The Ghana Medical and Dental Council did indeed respond to a petition submitted by one Nii Amarh Amarteifio, CEO of Linmart Media Solutions. However, the Council’s letter never declared Dr. Daly a “fake” doctor. It simply confirmed that she is not currently licensed to practice in Ghana, as she is not on their roll. This is a procedural fact, not an indictment of her qualifications. Dr. Daly has never claimed to be licensed in Ghana—her medical credentials are American, and her practice has been within that jurisdiction. Therefore, the MDC, which only regulates medical practice within Ghana, is entirely outside its scope in commenting on her U.S. qualifications.

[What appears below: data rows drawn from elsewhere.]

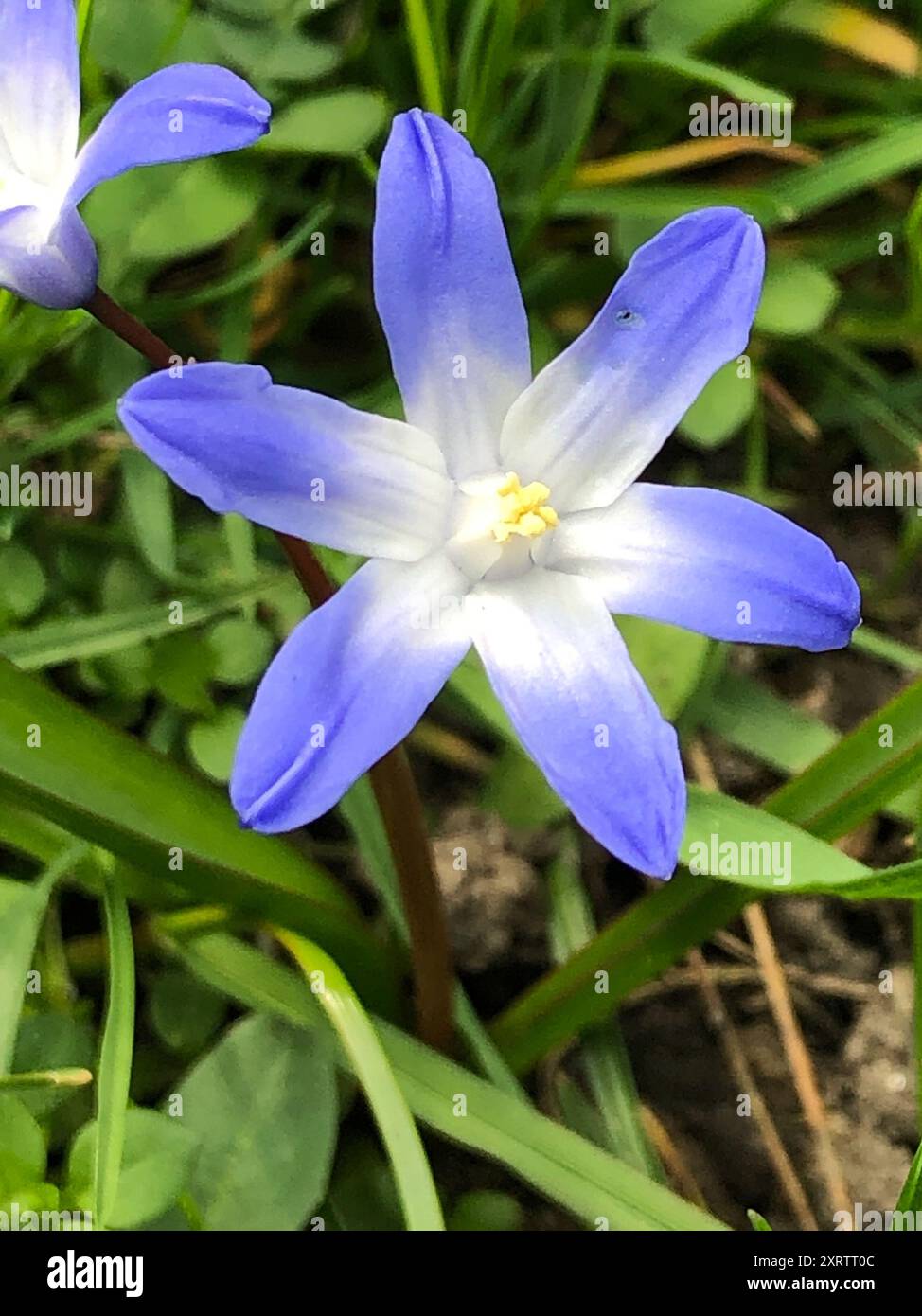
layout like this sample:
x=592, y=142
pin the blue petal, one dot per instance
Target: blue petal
x=559, y=667
x=293, y=459
x=40, y=88
x=347, y=685
x=58, y=270
x=712, y=562
x=597, y=415
x=446, y=291
x=179, y=114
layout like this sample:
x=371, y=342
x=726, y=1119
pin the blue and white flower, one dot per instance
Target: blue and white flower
x=179, y=114
x=504, y=512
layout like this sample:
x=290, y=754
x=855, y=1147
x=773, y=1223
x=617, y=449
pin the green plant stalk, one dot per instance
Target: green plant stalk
x=115, y=1061
x=362, y=1045
x=391, y=778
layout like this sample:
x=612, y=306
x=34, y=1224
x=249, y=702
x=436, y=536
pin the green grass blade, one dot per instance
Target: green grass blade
x=604, y=1053
x=363, y=819
x=115, y=1059
x=105, y=787
x=847, y=785
x=21, y=911
x=54, y=643
x=425, y=57
x=362, y=1045
x=558, y=1164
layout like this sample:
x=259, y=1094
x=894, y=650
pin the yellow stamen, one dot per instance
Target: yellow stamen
x=523, y=511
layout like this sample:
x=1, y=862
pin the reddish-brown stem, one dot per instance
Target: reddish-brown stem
x=391, y=778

The attempt to conflate non-registration in Ghana with a lack of global qualification is both dishonest and misleading. According to her legal counsel, Peter Okudzeto, Dr. Daly is a U.S.-trained physician who specialized in Internal Medicine and is fully certified to practice in the United States. In a formal rejoinder issued on May 23, he dismantled the false narrative by highlighting the legal and professional illiteracy embedded in the publication. As he rightly pointed out, professionals do not lose their qualifications based on geographic boundaries. A Ghanaian lawyer visiting New York does not cease to be a lawyer simply because they’re not called to the New York Bar. Likewise, Dr. Daly’s identity as a doctor is not suspended simply because she is not registered in Ghana. The logic employed by the publication, as Okudzeto put it, belongs “to the dustbin of history.”
The motivations behind this attack become even clearer when one considers that Dr. Daly was present at a women’s conference hosted by the NDC and its flagbearer John Mahama. This trivial detail was weaponized in the publication to draw a political line between her professional image and the party’s public perception. It is an all-too-familiar tactic: target a woman with a platform, associate her with the opposition, and then dismantle her credibility through anonymous media hit jobs.

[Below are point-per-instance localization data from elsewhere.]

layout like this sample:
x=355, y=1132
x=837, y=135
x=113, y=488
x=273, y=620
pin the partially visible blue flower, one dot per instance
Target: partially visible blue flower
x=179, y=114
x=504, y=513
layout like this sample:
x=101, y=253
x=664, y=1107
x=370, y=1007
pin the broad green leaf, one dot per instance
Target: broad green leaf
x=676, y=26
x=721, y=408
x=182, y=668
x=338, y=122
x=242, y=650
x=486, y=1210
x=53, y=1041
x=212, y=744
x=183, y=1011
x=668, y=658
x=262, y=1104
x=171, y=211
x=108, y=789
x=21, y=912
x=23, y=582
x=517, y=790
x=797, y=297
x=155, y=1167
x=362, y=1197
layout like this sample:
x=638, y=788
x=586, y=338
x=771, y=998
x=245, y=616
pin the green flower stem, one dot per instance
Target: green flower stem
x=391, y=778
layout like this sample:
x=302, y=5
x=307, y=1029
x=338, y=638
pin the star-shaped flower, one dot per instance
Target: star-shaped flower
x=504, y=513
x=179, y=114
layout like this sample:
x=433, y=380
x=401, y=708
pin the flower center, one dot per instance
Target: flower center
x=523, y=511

This is not journalism. This is propaganda. “Whispers Media Network” has no visible footprint. No registered editors, no contact information, no published record of prior journalism. Its anonymity is not incidental—it is intentional. It exists solely to produce political smear, amplified by more recognizable platforms that fail to do even basic editorial due diligence.
Dr. Daly’s legal team has issued a demand for retraction within 48 hours, a publication of her rejoinder with equal prominence, and a cease-and-desist notice to all entities perpetuating the defamatory claims. Failure to comply will trigger legal action—a move that could finally bring transparency to the shadowy web of political sabotage hiding behind proxy bloggers and ghost media houses.
What has happened to Dr. Anne Sansa Daly is not just an attack on her person. It is an attack on every Ghanaian who believes in truth, merit, and professional dignity. If this disinformation is allowed to stand, no public figure—especially women with diaspora backgrounds—will be safe from targeted vilification.
This is a test of our national conscience, and it must not be ignored.